A bit like obsessive-compulsive disorder and closely connected to anorexia nervosa, although sufferers are concerned with quality rather than quantity of food, orthorexia has yet to be officially recognised as an eating disorder by the Diagnostic and Statistical Manual of Mental Disorders. As a result it is hard to quantify the rise in cases in recent years, although experts and charities say it has been marked, encouraged by social media, targeting marketing and bad science.

On Instagram, the hashtag orthorexia has almost 70,000 posts, with users swapping clean-eating tips and dietary advice. The charity Beat, which works with eating disorders, blames a shift on emphasis from losing weight to seeking physical perfection. "The increasing emphasis on body muscle and tone over and above size and shape may well be affecting the incidence of orthorexia, along with more imagery available on social media and the increase in marketed products for 'fit' bodies," says Beat's chief operating officer, Lorna Garner.

Armstrong realised the extent of her orthorexia after moving in with a "glamorous" friend whom she idolised. "She cooked and went to the theatre and did normal things," says Armstrong. "One day, after I had come back with yet another detox kit, she said to me, 'What are you doing? That sounds like a waste of a life.' I realised that there was nothing healthy about what I was doing."

It is not just women who succumb. Author and wellness blogger Kevin Gianni, 36, whose health and fitness videos have had more than 10?million YouTube views, suffered orthorexia on and off for almost six years. He became a raw-food vegan after being introduced to the concept by a friend and becoming preoccupied with his family's history of cancer.

"I was eating purely, straight from the earth, as nature intended," says Gianni, who is married with two children and lives in California. "I ate kale salad, raw nut berries, goji berries, raw chocolate and dehydrated flax crackers. I drank green smoothies, wheatgrass and hemp milk. I was striving for dietary excellence and trying to be the best I could be. It felt great."

But after 12 months Gianni was struggling to get out of bed, suffering debilitating cramps, anxiety and his sex drive plummeted. A blood test with a doctor confirmed he was dangerously low on key hormones.

"I was at rock bottom.
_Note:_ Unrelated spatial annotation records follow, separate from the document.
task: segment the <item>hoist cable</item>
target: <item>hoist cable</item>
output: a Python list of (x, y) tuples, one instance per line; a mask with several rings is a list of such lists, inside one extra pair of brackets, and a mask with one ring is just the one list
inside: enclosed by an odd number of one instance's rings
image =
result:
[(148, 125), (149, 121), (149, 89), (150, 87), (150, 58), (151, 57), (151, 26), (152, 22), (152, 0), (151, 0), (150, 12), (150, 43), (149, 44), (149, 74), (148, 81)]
I had low cholesterol, vitamin D and B12. My pregnenolone [a hormone relating to energy, memory function, stress and immunity] was in single digits and the same level as you would find in an 85-year-old man." But the pull to "eat clean" was hard to resist. "It is brainwashing. I had created and bought into this belief system that if I ate meat, I would eventually die. So many things in our lives are out of our control. For me, orthorexia was about control."

Gianni began to reintroduce food such as yogurt into his diet and slowly reaped the benefits, including improved energy and better sleep. Now he gets his blood tested every year, studies the results and determines what to do from there.

Indeed, using annual blood tests to tailor a diet regime is a growing trend among disillusioned foodies. Markers gauge cholesterol, cortisol, pregnenolone, vitamin B12, vitamin D and iron to determine which diet - from gluten-free to paleo and Atkins to the 5:2 - might work best.

Sport nutritionist James Collins, of the Harley Street Centre for Health and Human Performance, says that diets outlawing whole food groups result in deficiencies. Context, he says, is essential.

"The core principles of a diet might be good, but if you're applying them to someone who is training at the gym daily, working a 10-hour day, or has two children, energy levels are going to flatline. The result can be reduced concentration, irritability and depression." He conducts blood tests for clients to better understand their metabolism and spot any alarming deficiencies.

It's good to want to be healthy, but the overriding advice from health professionals is in agreement with Oscar Wilde: "Everything in moderation, including moderation."